There's no ideal solution to this problem, since each one has different pros and cons.

I would personally go with using a single data type "tree" and add separate data constructors for things that need to be differentiated. I.e.:

data Type
  = ...
  | TypeArray Id Type Expr
  | TypeResolvedArray Id Type Int
  | ...

This has the advantage that you can run the same phase multiple times on the same tree, as you say, but the reasoning goes deeper than that: Let's say that you are implementing a syntax element that generates more AST (something like include or a C++ template kind of deal, and it can depend on constant exprs like your TypeArray so you can't evaluate it in the first iteration). With the unified data type approach, you can just insert the new AST in your existing tree, and not only can you run the same phases as before on that tree directly, but you will get caching for free, i.e. if the new AST references an array by using sizeof(typeof(myarr)) or something, you don't have to determine the constant size of myarr again, because its type is already a TypeResolvedArray from your previous resolution phase.

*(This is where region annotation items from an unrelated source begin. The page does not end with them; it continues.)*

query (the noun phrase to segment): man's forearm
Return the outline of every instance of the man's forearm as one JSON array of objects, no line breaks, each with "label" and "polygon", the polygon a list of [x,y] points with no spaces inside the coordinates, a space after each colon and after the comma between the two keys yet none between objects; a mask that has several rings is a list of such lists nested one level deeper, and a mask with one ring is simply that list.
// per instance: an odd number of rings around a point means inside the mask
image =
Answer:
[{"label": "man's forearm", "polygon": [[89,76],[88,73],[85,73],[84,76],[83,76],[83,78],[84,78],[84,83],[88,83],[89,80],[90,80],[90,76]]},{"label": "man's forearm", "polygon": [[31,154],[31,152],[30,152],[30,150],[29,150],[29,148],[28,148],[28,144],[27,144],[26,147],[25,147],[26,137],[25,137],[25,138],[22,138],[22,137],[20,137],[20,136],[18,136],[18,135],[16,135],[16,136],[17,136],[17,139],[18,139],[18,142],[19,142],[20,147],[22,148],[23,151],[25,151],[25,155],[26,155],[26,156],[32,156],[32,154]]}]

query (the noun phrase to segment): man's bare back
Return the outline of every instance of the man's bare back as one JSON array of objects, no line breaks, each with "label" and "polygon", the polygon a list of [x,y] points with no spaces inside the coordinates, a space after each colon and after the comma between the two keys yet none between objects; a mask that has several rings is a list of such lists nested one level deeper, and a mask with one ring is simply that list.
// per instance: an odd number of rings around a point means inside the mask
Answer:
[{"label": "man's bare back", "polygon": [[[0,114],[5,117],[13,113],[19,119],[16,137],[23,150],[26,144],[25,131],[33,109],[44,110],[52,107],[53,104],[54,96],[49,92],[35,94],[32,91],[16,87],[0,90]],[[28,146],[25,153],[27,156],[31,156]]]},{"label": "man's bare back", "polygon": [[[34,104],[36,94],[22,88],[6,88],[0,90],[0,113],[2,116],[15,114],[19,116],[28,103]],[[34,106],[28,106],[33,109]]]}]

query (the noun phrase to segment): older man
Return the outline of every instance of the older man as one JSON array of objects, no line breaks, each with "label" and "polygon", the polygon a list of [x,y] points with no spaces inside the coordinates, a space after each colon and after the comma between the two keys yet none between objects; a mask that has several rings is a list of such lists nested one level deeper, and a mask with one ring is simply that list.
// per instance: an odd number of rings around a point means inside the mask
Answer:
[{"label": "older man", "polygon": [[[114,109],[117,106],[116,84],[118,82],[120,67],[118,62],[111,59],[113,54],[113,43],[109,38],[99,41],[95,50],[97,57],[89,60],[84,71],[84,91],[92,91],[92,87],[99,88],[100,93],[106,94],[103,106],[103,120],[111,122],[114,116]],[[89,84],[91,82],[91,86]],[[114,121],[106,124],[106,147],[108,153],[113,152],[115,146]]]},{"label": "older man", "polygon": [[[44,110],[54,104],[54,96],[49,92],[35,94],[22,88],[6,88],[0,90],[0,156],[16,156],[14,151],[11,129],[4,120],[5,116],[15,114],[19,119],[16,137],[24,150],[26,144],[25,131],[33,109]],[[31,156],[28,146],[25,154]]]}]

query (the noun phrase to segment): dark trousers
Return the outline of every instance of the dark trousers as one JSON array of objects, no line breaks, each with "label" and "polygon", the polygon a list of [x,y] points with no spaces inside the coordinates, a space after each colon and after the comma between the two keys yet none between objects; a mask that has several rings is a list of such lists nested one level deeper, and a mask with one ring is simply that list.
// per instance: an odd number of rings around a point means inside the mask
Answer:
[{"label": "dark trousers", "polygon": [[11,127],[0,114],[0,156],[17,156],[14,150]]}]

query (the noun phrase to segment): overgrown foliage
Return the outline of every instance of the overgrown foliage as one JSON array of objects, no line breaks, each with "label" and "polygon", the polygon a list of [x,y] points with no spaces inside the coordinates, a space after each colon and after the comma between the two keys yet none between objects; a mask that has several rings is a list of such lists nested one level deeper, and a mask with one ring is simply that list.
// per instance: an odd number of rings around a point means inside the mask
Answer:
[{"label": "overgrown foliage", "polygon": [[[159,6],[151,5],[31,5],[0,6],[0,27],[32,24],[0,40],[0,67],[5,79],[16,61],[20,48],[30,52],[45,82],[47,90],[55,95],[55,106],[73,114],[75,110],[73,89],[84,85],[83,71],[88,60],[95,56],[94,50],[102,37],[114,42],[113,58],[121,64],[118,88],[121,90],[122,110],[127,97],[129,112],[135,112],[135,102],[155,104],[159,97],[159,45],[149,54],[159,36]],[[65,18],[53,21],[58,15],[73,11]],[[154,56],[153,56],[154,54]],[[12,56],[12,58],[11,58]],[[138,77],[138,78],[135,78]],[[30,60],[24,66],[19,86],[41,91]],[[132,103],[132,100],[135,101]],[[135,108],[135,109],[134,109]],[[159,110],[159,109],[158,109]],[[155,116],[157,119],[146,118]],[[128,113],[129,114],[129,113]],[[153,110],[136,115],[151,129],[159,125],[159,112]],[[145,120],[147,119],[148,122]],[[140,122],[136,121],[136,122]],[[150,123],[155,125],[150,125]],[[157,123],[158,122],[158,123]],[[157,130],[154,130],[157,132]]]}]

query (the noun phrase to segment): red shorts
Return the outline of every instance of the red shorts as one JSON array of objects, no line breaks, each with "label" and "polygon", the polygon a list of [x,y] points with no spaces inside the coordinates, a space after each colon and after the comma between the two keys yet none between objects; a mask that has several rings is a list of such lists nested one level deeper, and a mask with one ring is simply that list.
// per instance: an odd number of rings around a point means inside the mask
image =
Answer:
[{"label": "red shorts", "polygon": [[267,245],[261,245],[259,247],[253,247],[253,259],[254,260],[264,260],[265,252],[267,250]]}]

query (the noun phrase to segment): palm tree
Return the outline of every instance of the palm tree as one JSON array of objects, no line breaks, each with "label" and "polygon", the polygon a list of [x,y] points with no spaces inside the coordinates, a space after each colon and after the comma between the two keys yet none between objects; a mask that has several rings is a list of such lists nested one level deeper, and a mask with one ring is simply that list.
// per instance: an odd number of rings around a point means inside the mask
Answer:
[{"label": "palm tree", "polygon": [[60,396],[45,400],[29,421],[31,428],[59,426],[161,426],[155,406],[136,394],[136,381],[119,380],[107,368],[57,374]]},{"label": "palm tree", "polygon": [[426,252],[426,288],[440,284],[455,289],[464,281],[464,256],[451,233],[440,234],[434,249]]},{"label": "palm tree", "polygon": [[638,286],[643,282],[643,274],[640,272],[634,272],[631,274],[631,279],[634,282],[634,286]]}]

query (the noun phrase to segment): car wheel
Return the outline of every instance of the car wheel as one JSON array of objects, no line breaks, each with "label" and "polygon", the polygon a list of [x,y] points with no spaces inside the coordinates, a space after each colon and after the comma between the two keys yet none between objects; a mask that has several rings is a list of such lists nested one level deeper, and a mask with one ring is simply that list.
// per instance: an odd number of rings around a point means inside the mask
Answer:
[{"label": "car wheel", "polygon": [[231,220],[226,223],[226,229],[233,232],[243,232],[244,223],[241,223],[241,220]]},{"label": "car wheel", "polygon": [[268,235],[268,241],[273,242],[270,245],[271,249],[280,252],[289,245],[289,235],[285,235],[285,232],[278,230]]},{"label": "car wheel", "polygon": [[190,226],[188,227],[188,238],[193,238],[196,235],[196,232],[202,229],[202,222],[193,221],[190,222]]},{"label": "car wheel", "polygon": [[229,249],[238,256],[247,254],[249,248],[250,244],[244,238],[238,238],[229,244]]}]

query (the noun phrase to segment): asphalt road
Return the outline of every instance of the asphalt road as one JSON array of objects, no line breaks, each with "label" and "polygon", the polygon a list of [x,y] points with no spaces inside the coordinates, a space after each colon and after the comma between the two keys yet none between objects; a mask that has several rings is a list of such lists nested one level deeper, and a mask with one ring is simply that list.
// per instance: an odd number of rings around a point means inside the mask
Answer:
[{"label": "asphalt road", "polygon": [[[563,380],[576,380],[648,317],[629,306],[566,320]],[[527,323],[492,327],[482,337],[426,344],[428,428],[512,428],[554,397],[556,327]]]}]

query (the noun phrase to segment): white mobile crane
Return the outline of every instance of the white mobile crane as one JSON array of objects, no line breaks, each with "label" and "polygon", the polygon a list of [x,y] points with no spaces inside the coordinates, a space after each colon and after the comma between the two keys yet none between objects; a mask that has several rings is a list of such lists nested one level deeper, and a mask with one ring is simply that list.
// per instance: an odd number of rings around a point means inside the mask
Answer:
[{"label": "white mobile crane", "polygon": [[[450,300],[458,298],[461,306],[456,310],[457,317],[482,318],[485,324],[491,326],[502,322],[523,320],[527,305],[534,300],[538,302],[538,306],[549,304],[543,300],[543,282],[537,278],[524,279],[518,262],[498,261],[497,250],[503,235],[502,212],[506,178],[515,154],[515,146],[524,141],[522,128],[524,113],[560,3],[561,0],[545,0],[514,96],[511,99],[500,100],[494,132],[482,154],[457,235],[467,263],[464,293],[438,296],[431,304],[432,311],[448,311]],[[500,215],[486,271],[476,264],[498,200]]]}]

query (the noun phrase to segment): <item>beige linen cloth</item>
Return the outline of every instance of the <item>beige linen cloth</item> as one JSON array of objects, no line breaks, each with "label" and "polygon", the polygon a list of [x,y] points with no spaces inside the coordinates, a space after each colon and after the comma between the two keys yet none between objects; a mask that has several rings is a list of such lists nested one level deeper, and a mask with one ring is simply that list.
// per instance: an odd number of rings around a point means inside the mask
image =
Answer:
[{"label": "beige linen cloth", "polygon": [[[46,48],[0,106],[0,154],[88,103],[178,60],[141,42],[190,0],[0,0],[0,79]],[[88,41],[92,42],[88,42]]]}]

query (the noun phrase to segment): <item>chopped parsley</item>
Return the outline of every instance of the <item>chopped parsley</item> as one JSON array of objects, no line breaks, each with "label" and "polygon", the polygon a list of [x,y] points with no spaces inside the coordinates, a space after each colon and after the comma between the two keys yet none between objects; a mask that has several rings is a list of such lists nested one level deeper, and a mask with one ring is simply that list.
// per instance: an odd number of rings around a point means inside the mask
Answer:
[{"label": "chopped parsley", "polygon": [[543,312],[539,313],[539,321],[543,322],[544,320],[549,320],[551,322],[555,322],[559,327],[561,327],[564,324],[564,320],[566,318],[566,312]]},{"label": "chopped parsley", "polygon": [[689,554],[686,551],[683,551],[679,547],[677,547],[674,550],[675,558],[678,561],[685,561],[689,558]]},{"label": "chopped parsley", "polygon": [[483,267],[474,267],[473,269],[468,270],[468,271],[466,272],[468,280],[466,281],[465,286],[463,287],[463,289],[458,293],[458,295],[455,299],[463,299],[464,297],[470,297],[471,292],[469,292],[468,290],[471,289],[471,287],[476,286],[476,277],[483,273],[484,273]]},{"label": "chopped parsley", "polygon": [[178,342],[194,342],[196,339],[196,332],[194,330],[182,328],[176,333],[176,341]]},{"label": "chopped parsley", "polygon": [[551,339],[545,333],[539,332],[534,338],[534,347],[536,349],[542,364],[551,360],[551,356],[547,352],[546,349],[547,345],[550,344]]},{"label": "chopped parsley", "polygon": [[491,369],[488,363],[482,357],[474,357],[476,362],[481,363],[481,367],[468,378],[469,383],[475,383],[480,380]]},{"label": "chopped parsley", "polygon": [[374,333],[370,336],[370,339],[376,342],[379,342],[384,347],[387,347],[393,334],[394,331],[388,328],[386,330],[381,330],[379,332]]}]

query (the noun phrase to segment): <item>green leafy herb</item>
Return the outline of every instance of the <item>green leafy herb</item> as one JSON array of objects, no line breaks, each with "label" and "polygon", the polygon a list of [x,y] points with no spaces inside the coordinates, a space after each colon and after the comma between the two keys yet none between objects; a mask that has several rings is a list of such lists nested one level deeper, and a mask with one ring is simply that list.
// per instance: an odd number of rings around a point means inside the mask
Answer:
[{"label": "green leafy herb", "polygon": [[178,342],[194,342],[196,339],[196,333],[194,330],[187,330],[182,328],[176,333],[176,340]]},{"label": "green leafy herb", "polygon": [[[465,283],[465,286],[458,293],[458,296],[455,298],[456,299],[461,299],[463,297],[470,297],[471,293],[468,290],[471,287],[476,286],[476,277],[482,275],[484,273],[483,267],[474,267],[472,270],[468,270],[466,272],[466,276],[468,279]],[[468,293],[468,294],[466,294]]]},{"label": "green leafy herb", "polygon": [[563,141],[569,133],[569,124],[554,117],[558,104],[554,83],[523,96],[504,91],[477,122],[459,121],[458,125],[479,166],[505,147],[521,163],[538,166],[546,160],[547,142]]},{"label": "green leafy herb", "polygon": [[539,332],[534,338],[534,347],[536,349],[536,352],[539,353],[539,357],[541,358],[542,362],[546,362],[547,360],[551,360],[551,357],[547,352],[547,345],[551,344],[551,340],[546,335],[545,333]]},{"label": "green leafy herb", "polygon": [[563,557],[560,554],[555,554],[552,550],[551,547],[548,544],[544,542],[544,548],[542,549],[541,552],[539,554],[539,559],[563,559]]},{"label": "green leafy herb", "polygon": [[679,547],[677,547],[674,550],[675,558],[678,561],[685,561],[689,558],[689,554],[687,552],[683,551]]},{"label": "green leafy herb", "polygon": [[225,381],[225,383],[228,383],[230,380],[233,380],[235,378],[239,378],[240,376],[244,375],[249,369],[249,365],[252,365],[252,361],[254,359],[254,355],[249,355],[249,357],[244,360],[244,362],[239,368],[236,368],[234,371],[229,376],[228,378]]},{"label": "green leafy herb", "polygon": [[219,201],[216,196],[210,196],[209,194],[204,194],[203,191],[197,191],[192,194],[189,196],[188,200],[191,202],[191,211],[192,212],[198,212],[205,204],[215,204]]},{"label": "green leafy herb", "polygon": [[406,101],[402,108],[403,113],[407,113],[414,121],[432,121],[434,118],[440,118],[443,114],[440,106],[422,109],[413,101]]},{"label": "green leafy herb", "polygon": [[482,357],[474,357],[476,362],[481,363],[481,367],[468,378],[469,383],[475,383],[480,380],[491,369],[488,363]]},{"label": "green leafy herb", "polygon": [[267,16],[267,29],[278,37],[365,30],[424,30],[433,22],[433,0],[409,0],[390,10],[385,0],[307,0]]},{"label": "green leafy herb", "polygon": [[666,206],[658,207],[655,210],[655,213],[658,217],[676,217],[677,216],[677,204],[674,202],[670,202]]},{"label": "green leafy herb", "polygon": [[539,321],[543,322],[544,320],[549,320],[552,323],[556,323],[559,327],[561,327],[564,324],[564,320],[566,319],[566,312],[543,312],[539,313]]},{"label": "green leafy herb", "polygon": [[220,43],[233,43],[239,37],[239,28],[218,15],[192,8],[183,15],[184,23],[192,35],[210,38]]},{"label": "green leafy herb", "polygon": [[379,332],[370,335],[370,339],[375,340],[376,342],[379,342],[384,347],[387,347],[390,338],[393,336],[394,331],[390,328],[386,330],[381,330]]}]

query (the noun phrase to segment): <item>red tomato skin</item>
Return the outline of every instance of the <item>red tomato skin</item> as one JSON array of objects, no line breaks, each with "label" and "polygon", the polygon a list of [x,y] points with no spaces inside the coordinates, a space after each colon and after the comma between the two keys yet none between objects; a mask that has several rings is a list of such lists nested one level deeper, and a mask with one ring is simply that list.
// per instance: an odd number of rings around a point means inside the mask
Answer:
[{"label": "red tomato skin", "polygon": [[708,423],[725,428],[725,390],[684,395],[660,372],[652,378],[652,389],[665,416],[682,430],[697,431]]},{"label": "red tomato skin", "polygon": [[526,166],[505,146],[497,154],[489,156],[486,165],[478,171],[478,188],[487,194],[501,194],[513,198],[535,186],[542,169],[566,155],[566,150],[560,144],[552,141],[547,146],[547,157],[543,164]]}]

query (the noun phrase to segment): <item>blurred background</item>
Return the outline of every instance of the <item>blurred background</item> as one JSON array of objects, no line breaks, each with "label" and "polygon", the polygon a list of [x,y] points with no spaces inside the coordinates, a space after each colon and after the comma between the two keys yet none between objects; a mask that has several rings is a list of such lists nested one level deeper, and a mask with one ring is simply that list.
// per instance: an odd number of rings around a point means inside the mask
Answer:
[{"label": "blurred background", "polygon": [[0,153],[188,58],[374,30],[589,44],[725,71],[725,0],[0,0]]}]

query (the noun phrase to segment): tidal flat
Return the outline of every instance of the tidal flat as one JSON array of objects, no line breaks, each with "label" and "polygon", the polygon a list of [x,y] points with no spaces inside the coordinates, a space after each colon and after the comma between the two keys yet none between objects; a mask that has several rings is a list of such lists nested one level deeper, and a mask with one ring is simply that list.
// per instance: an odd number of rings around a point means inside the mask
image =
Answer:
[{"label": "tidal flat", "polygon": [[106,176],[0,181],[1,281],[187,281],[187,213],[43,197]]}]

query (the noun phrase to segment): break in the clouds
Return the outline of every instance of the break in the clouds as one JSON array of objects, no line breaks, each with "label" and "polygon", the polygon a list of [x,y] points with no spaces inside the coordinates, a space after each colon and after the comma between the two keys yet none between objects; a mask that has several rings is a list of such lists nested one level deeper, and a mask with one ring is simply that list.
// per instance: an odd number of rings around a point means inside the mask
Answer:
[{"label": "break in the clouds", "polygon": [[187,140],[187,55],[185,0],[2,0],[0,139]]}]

You could use a different representation when you are past all of your compilation phases, and it is time to interpret the code (or something); then you are certain of the fact that no more AST changes will be necessary, and a more streamlined representation might be a good idea.

By the way, you should use Data.Word.Word instead of Data.Int.Int for array sizes. It is such a common error in C to use ints for indexing arrays, while C pointers actually are unsigned. Please don't make this mistake in your language, too, unless you really want to support arrays with negative sizes.